You are viewing a plain text version of this content. The canonical link for it is here.
Posted to user@manifoldcf.apache.org by Jens Jahnke <je...@wegtam.com> on 2014/09/19 09:26:42 UTC

Indexing JDBC data

Hi,

I'm new to manifold and I try to index some stuff from a mysql db via
jdbc into an elasticsearch index.

So far I've used the simple mapping example from the user docs for
elasticsearch and I've the following query for data collection:

SELECT id AS $(IDCOLUMN),
CONCAT("http://my.base.url/show.html?record=", id) AS $(URLCOLUMN),
CONCAT(name, " ", description, " ", what_ever) AS $(DATACOLUMN)
FROM accounts WHERE id IN $(IDLIST)

If I run the indexing job the data is fetched from the db and stored
into elasticsearch. But I've noticed 2 things:

1. The actual content field in the mapping is base64 encoded and
therefore not searchable?

2. If I do a base64decode on the content field then I see that it the
value from URLCOLUMN but not the one from DATACOLUMN.

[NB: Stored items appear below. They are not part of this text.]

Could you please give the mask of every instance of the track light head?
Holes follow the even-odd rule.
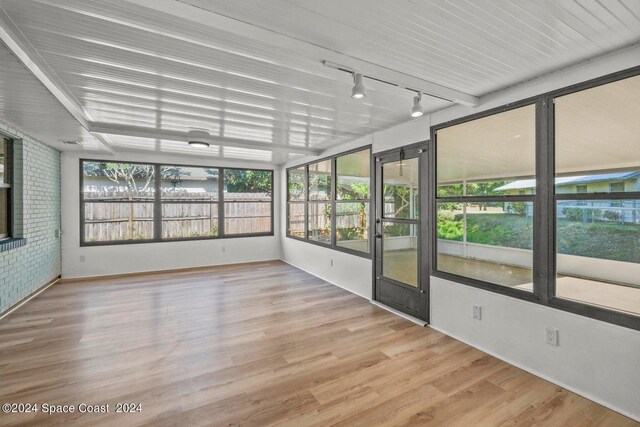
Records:
[[[424,115],[424,109],[422,108],[422,104],[420,104],[421,100],[422,100],[422,97],[420,96],[420,94],[418,94],[418,96],[413,97],[413,107],[411,107],[411,117],[416,118]]]
[[[367,93],[362,83],[362,74],[355,73],[353,75],[353,89],[351,90],[351,97],[354,99],[366,98]]]

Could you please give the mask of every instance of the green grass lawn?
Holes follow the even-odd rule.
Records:
[[[467,241],[492,246],[531,249],[533,226],[524,216],[474,213],[467,215]],[[462,241],[462,215],[441,215],[438,237]],[[558,252],[591,258],[640,263],[640,226],[558,220]]]

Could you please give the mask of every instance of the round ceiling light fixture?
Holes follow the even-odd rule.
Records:
[[[209,143],[204,141],[189,141],[189,145],[198,148],[209,148]]]
[[[192,129],[187,133],[187,137],[189,138],[188,144],[191,147],[209,148],[210,146],[207,140],[211,138],[211,135],[207,131]]]

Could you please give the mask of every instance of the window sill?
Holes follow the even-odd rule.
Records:
[[[10,251],[26,244],[27,239],[25,238],[0,240],[0,252]]]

Can anyone shed some light on this?

Regards,

Jens

-- 
19. Scheiding 2014, 09:15
Homepage : http://www.wegtam.com

Integrity has no need for rules.

Re: Indexing JDBC data

Posted by Karl Wright <da...@gmail.com>.
I've looked at the ElasticSearch connector code.  Bear in mind that this
connector is a contribution from folks who know more about ElasticSearch
than I do. The base64 encoding is apparently part of the design, because it
is presumed that transmission of binary documents to ES is necessary:

>>>>>>
        pw.print("{");
        Iterator<String> i = document.getFields();
        boolean needComma = false;
        while (i.hasNext()){
          String fieldName = i.next();
          String[] fieldValues = document.getFieldAsStrings(fieldName);
          needComma = writeField(pw, needComma, fieldName, fieldValues);
        }

        needComma = writeACLs(pw, needComma, "document", acls, denyAcls);
        needComma = writeACLs(pw, needComma, "share", shareAcls,
shareDenyAcls);
        needComma = writeACLs(pw, needComma, "parent", parentAcls,
parentDenyAcls);

        if(inputStream!=null){
          if(needComma){
            pw.print(",");
          }
          // I'm told this is not necessary: see CONNECTORS-690
          //pw.print("\"type\" : \"attachment\",");
          pw.print("\"file\" : {");
          String contentType = document.getMimeType();
          if (contentType != null)
            pw.print("\"_content_type\" :
"+jsonStringEscape(contentType)+",");
          String fileName = document.getFileName();
          if (fileName != null)
            pw.print("\"_name\" : "+jsonStringEscape(fileName)+",");
          pw.print(" \"content\" : \"");
          Base64 base64 = new Base64();
          base64.encodeStream(inputStream, pw);
          pw.print("\"}");
        }

        pw.print("}");
<<<<<<

If you think this is incorrect, please let me know.  We *could*, for
example, require that the ES connector only be handed text documents, and
thus all extraction of binary would have to be done with a Tika
transformation connection in the pipeline.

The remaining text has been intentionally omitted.